Da ist es nur schlau, Vorbereitungen für die Zukunft zu treffen und das Terminal für die Anlandung und den Umschlag von auf dem Meer produzierten Wasserstoff vorzubereiten. Geplant ist zunächst der Bau einer Demonstrationsanlage mit 300 Megawatt (MW) Leistung. Mittelfristiges Ziel ist eine Verarbeitungskapazität von 1.000 bis 2.000 MW.

Produktion soll 2030 anlaufen

Planung und Bau des Offshore-Windparks und der Elektrolyseure werden noch einige Jahre in Anspruch nehmen. In Schottland rechnet man damit, dass ab 2030 Windräder vor der schottischen Küste erstmals Strom für die Wasserstoffproduktion liefern könnten.

Erste Erfahrungen mit dem Energieträger Wasserstoff hat die schottische Regierung besetzt gesammelt. Auf den Orkney-Inseln im Norden des Landes produzieren Wind- und Gezeitenkraftwerke schon seit einiger Zeit Strom, der per Elektrolyse gespeichert wird. Und Aberdeen, die drittgrößte Stadt Schottlands, hat schon 2012 erste Schritte unternommen, um die Wasserstofftechnologie zu befördern – vor allem in der Mobilität. Die Stadt betreibt inzwischen eine Flotte von 65 Fahrzeugen, die mit Wasserstoff betrieben werden. Dazu gehören auch 20 Brennstoffzellen-Busse, die täglich auf verschiedenen Linien in der 200.000-Einwohner-Stadt unterwegs sind. Demnächst sollen erste mit Wasserstoff betriebenen Doppeldecker dazukommen.

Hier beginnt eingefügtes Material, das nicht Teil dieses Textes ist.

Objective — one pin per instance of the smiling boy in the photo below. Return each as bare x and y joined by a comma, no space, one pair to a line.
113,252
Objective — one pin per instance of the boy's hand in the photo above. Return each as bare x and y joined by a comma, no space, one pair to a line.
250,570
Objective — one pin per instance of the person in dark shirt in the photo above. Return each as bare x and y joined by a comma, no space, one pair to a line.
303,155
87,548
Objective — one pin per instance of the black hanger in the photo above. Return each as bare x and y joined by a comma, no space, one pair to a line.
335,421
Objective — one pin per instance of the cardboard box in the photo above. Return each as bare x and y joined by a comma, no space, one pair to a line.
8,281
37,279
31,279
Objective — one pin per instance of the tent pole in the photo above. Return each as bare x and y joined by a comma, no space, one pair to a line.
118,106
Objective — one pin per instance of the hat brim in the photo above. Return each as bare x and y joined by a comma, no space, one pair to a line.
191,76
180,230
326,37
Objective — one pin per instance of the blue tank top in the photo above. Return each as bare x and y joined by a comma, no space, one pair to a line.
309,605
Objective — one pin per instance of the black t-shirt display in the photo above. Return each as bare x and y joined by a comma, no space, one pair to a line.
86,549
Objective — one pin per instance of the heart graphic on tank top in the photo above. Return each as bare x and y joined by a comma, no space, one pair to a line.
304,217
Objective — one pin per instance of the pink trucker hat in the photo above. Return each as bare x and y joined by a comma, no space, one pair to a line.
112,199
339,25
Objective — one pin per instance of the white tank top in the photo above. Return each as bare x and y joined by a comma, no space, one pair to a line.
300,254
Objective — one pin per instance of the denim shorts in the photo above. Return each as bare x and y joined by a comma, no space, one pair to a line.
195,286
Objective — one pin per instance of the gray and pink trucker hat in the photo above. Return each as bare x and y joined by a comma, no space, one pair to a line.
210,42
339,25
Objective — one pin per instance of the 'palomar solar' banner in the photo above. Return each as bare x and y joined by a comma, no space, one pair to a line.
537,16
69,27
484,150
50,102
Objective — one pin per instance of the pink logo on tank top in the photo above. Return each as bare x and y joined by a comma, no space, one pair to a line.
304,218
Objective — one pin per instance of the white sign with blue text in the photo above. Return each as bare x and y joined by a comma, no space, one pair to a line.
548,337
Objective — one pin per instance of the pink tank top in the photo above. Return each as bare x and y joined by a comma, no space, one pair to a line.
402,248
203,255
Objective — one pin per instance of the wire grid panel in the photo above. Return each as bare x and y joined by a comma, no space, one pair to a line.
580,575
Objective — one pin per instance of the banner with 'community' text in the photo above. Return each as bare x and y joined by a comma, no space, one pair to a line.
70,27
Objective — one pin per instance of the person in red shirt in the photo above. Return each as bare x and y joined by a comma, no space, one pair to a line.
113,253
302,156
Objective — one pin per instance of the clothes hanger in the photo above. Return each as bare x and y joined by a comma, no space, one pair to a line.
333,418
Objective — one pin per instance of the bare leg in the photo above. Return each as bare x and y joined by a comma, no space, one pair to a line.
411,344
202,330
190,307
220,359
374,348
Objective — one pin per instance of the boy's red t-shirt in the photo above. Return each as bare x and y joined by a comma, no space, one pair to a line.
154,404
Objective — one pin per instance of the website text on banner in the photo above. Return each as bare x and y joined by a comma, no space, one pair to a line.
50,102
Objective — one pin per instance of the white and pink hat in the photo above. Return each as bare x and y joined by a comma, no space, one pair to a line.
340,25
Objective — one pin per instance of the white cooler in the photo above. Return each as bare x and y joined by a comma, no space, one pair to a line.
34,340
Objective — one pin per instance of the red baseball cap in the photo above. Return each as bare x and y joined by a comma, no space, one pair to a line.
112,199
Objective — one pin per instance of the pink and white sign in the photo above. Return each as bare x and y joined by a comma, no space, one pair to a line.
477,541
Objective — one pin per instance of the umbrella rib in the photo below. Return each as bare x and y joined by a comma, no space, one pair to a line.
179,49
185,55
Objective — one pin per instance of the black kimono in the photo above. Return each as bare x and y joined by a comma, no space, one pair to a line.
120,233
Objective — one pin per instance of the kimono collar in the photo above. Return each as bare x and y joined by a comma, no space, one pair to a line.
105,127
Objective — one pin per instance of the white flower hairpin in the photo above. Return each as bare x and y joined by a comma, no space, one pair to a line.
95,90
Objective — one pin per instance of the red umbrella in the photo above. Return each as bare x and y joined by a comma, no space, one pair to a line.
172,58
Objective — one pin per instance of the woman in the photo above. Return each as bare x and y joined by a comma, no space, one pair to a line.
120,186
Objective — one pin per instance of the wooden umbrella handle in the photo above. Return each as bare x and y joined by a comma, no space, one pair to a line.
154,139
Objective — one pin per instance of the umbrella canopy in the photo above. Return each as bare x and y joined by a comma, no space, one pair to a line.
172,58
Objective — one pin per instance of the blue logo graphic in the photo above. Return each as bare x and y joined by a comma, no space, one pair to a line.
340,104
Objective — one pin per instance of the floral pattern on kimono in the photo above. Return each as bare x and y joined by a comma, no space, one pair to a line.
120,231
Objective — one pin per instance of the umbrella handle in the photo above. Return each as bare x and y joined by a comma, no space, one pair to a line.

In das Gasnetz Aberdeens will der staatliche Netzbetreiber SGN demnächst zwei Prozent Wasserstoff einspeisen. Langfristiges Ziel ist der Aufbau eines reines Wasserstoffnetzes. Dieses soll sich sowohl aus grünem Wasserstoff aus Ökostrom als auch aus blauem Wasserstoff, der aus Erdgas erzeugt wird, speisen. Auch dazu laufen gerade erste Projekte in Schottland an.